A few weeks ago we found Opa’s tallis, the one he carried out of Germany in 1938. Horrifyingly, my first inclination was to dispose of it, and I wrote to my rabbi asking how to do so. (For those interested you put it in a bag in the garbage). Part of this is because it is somewhat moth eaten. However, I think that this was in a larger part due to a physically and emotionally draining day cleaning out Oma’s house. I wasn’t ready to take on another family artifact that needed physical care with emotional and financial investment to restore it to its former glory. Sometimes I feel like the curator of my own museum both with both a sense of pride and also responsibility. Thankfully I didn’t take any drastic action and the next morning I was able to see how cool it was.

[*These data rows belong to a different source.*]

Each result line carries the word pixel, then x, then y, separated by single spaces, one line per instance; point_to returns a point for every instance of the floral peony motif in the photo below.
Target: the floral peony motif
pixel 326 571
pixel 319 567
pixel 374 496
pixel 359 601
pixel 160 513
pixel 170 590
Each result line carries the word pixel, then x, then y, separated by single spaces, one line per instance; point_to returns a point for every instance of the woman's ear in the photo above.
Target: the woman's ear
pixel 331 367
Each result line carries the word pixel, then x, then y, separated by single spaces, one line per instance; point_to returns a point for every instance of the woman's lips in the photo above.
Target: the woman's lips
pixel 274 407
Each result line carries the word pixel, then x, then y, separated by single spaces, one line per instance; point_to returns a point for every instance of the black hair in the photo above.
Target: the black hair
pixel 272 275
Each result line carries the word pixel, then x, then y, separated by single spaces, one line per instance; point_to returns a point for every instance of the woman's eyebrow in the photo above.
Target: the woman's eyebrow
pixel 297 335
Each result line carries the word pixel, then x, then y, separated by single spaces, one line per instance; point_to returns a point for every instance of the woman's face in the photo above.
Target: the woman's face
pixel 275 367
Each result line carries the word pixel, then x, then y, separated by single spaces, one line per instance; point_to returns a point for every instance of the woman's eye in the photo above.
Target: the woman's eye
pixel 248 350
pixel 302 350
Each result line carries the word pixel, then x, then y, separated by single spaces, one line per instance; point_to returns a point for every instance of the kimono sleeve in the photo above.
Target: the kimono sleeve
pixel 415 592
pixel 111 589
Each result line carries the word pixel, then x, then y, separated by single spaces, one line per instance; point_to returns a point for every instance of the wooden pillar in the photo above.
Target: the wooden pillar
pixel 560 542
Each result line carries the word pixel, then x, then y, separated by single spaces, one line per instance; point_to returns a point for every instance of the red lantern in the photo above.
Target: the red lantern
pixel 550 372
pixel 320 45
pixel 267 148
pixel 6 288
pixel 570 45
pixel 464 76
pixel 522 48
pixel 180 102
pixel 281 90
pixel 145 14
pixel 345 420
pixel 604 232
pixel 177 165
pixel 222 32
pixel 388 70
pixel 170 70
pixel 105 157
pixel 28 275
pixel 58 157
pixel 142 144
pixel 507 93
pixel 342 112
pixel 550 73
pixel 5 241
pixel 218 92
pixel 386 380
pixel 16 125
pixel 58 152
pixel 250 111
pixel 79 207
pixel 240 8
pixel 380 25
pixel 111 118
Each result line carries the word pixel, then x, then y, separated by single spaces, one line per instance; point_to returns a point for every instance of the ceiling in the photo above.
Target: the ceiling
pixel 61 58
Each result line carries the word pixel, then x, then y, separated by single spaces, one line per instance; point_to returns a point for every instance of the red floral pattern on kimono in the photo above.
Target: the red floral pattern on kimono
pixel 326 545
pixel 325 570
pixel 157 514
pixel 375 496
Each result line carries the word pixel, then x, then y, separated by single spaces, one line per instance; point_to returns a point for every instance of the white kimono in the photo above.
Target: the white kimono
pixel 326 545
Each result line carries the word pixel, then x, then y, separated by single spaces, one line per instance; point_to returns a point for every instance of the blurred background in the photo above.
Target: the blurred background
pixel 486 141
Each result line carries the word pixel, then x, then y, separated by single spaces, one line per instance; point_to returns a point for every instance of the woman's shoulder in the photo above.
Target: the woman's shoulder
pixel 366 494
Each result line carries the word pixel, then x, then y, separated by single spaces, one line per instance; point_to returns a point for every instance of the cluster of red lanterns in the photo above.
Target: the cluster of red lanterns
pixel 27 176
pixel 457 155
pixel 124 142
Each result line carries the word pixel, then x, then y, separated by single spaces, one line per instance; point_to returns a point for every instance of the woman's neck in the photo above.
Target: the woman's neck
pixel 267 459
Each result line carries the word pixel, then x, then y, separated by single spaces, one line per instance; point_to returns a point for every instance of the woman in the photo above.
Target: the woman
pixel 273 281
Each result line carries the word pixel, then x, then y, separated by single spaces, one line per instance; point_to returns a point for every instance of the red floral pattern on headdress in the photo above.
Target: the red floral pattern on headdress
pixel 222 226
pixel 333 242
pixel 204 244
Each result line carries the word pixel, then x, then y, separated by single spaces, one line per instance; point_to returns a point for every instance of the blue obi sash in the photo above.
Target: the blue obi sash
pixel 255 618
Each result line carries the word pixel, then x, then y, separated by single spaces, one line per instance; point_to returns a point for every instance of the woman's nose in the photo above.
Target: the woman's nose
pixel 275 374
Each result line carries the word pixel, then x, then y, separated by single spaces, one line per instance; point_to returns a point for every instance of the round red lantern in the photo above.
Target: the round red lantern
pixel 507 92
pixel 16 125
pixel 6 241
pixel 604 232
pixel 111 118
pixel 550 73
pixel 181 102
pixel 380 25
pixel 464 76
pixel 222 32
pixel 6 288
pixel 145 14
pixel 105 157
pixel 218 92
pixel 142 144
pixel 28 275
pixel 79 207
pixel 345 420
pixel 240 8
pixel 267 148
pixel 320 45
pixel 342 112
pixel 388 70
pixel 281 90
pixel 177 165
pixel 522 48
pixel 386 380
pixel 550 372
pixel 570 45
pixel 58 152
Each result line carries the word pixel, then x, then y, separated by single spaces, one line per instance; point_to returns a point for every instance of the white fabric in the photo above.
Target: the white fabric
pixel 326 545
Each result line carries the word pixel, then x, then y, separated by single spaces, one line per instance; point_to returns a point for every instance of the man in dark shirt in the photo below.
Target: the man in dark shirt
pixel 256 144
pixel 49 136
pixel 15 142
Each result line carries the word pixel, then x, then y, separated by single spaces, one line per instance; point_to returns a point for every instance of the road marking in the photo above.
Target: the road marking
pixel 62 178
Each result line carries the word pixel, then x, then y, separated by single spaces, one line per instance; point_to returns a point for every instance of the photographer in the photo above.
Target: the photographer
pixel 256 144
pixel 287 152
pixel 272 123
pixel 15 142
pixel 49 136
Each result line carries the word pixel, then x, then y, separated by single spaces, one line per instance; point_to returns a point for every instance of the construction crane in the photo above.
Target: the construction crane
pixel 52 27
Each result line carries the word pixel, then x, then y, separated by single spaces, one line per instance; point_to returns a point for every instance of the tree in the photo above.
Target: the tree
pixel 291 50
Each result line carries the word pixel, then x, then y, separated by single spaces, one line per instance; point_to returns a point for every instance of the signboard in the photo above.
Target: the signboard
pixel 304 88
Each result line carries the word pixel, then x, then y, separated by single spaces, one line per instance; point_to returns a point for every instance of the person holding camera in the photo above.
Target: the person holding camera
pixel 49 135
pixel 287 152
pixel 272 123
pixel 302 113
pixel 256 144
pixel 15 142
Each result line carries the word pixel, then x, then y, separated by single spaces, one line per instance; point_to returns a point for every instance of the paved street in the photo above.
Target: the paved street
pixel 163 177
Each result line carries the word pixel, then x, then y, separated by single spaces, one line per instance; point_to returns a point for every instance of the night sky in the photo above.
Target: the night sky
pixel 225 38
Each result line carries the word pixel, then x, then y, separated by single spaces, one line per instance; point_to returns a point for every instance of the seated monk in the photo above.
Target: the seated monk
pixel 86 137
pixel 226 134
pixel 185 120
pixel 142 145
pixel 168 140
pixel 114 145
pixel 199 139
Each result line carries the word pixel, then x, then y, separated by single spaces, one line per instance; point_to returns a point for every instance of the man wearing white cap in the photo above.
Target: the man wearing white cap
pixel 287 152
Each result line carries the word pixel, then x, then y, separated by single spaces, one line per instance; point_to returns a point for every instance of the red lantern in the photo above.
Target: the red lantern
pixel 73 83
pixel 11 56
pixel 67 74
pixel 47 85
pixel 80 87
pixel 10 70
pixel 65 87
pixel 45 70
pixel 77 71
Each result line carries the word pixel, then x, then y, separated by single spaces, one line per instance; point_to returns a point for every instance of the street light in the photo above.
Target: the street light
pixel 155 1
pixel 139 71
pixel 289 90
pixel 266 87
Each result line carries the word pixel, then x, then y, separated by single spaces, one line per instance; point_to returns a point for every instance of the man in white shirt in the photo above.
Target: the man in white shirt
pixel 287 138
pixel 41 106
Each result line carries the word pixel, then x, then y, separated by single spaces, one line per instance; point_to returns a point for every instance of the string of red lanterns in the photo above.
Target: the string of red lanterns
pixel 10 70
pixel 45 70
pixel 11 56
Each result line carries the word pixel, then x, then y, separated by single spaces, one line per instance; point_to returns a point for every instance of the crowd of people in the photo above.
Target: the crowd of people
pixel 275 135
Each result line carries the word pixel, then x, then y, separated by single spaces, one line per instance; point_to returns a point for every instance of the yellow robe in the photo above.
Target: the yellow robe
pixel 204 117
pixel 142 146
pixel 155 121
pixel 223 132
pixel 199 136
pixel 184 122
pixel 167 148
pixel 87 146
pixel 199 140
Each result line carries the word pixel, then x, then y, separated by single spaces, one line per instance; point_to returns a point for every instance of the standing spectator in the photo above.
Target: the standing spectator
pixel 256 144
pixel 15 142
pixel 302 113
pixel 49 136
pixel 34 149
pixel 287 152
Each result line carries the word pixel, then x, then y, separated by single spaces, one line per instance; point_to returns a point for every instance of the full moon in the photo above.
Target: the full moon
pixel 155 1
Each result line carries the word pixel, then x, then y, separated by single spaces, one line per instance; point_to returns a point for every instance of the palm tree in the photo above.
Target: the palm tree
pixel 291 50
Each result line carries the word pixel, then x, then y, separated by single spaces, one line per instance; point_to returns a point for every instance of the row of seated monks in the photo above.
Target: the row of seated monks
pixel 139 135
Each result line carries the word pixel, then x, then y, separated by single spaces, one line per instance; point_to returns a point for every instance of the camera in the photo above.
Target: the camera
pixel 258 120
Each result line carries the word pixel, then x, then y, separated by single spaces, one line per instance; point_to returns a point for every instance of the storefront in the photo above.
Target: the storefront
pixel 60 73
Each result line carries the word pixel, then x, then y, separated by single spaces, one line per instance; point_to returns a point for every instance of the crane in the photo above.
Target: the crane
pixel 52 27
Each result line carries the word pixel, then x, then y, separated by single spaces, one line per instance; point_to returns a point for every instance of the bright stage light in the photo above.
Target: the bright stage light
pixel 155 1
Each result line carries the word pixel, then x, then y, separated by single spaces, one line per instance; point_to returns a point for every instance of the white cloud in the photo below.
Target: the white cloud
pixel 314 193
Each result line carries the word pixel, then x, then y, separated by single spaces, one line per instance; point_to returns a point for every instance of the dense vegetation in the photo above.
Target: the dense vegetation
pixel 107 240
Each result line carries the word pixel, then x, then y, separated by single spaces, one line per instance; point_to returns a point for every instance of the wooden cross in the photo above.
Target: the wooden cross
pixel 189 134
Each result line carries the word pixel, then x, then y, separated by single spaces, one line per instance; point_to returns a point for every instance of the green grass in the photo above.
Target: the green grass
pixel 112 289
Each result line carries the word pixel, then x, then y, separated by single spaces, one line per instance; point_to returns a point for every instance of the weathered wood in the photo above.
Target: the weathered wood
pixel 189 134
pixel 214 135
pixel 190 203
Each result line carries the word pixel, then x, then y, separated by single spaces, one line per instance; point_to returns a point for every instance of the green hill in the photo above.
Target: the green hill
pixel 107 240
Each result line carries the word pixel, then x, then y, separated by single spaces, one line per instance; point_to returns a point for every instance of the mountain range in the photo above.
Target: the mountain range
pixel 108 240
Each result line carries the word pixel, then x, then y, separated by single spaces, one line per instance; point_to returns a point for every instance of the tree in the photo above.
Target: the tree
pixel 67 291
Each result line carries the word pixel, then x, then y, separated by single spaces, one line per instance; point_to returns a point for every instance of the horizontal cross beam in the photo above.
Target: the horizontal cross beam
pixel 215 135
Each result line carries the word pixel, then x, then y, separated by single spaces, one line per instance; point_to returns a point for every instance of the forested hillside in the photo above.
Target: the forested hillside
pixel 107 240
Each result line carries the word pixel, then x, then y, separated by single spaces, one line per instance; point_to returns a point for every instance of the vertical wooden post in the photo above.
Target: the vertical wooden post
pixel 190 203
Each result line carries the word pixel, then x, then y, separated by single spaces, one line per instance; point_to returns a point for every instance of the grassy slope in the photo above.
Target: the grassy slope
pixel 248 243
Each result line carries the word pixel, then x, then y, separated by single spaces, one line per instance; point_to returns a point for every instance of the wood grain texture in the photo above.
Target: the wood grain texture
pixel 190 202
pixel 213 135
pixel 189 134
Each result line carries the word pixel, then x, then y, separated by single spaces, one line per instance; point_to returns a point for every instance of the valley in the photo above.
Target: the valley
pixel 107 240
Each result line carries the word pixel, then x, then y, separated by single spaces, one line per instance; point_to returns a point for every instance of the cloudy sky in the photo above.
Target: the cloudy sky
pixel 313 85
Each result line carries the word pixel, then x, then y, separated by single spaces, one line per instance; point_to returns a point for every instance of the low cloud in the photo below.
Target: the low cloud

The first thing that my dad noticed when we found it is that the strings are FUZZY.
I wanted to find out more about why the tztzit were old and cool so I checked them out with a wool expert friend, Abby. She got all excited “Wow I bet those were spindle spun!” (For those super interested in what spindle spinning is, I found a video here). She also noticed that the staple length is particularly long and the wool still has an impressive sheen, considering that my Opa probably got this talis for his bar mitzva (Jews of German descent get a tallis at bar mitzva, unlike my husband’s more standard custom to get one at the time of marriage), making it 95 years old this March.
The next thing I realized, was that the beautiful bag was hand sewn and embroidered, possibly by my Oma, who did embroider other things in this manner. Or possibly not since he got it for his bar mitzva. Maybe my GREAT grandmother made it, maybe my GREAT GREAT grandmother made it? The pictures don’t do it justice.
Opa’s name was Ludolf Heidecker. I think he was named for his Opa, Lamlien Hirsch Heidecker.
Look at the hand stitched construction
The tallis itself is fairly standard but also beautiful:
Now that I’ve decided it’s not headed for the trash, I’m still not sure what to do with it. (Suggestions appreciated.) As I said before it’s fairly moth eaten and no one I know has any inclination to put it to use. For now I’m going to add it to a big (figurative) bin of future use to be determined.